OBJECTIVE: Milk can reduce intestinal tissue damage in colitis models, and protects infants against necrotizing enterocolitis. However, whether milk can decrease inflammation related to peri-implantitis and oral mucosal dehiscence remains unclear. We therefore investigated whether or not milk and fermented by-products have any anti-inflammatory effects on the cells of the oral cavity.

MATERIAL AND METHODS: Human gingival fibroblasts and the human oral epithelial cell line HSC2 were exposed to pasteurized human milk, pasteurized cow's milk, dairy products, and powdered milk. An inflammatory response was then provoked with IL1 and TNFα. The expression changes of IL1, IL6, and IL8 were detected by reverse transcriptase PCR and immunoassay.

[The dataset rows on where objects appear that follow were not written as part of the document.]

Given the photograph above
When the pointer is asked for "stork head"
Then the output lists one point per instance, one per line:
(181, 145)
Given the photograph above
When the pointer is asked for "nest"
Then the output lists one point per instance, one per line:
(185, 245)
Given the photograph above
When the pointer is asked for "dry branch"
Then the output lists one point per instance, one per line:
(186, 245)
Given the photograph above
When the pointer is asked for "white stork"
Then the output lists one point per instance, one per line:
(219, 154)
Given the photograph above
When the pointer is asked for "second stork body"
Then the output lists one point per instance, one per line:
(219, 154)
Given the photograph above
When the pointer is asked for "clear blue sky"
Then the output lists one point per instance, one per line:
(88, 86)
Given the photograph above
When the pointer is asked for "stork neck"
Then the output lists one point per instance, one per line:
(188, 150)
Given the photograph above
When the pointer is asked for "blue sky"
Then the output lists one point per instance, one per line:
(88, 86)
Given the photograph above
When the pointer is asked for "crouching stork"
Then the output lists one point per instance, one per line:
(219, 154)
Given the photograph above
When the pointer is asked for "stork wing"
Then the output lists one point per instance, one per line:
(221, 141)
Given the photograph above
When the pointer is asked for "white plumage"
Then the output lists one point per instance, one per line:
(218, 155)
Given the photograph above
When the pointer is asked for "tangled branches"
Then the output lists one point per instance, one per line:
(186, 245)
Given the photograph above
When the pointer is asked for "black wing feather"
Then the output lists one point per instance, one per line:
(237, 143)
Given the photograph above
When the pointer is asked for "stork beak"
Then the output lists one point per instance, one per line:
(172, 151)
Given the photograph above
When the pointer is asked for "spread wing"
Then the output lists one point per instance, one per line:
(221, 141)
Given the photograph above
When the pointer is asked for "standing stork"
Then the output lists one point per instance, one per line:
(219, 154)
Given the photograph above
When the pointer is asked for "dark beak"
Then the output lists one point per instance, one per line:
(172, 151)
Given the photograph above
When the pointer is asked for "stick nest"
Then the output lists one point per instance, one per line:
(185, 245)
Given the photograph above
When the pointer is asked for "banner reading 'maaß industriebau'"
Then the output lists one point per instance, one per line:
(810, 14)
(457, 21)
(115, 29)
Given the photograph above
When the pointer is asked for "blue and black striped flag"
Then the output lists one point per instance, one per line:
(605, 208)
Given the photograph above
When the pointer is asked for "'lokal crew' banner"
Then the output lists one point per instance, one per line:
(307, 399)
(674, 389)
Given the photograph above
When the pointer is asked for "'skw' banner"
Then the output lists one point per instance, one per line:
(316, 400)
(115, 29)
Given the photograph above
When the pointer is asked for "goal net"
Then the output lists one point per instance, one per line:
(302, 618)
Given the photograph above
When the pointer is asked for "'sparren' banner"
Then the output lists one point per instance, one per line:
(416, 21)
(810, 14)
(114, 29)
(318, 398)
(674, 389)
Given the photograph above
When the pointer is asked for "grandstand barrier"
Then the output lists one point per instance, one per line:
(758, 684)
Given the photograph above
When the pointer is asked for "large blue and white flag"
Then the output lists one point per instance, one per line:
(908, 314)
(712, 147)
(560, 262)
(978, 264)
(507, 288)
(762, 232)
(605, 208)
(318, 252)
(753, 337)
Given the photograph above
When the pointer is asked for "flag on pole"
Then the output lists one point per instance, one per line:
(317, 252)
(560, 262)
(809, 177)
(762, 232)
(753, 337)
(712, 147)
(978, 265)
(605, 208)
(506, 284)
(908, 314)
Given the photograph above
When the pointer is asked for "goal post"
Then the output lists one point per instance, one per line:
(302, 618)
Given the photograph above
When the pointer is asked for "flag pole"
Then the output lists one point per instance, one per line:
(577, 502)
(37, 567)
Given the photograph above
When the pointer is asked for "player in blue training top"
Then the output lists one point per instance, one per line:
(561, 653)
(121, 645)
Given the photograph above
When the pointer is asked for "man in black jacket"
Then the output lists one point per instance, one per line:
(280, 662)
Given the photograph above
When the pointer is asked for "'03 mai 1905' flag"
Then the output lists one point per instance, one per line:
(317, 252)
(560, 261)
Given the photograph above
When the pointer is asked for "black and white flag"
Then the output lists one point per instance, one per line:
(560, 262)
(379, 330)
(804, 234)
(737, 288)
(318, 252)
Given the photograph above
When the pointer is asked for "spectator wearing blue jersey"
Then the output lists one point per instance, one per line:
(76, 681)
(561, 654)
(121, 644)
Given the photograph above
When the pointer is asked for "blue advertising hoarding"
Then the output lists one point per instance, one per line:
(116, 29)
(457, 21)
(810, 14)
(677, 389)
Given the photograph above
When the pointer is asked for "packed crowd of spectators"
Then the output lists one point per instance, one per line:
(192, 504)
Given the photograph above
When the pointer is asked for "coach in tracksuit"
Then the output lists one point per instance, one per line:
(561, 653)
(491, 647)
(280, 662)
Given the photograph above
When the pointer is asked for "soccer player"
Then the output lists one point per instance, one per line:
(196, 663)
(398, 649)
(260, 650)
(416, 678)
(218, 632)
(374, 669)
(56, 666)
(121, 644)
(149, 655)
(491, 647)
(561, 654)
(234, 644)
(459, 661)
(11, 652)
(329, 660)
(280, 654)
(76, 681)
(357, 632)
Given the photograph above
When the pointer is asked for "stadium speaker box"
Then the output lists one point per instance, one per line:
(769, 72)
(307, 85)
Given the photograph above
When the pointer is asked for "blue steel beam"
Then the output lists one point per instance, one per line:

RESULTS: We can report that pasteurized human milk and pasteurized cow's milk as well as yoghurt, buttermilk, sour milk, whey, and powdered milk can lower the expression of inflammatory cytokines in gingival fibroblasts being stimulated by IL1 and TNFα. A similar anti-inflammatory response to pasteurized milk and dairy products was observed with the human oral epithelial cell line HSC2.

CONCLUSION: These data suggest that pasteurized and powdered milk, as well as fermented dairy products, display an anti-inflammatory effect on oral fibroblasts and oral epithelial cells.

CLINICAL RELEVANCE: Our in vitro findings provide the scientific basis to extend this research towards testing the anti-inflammatory effects of milk in a pre-clinical periodontitis and peri-implantitis model.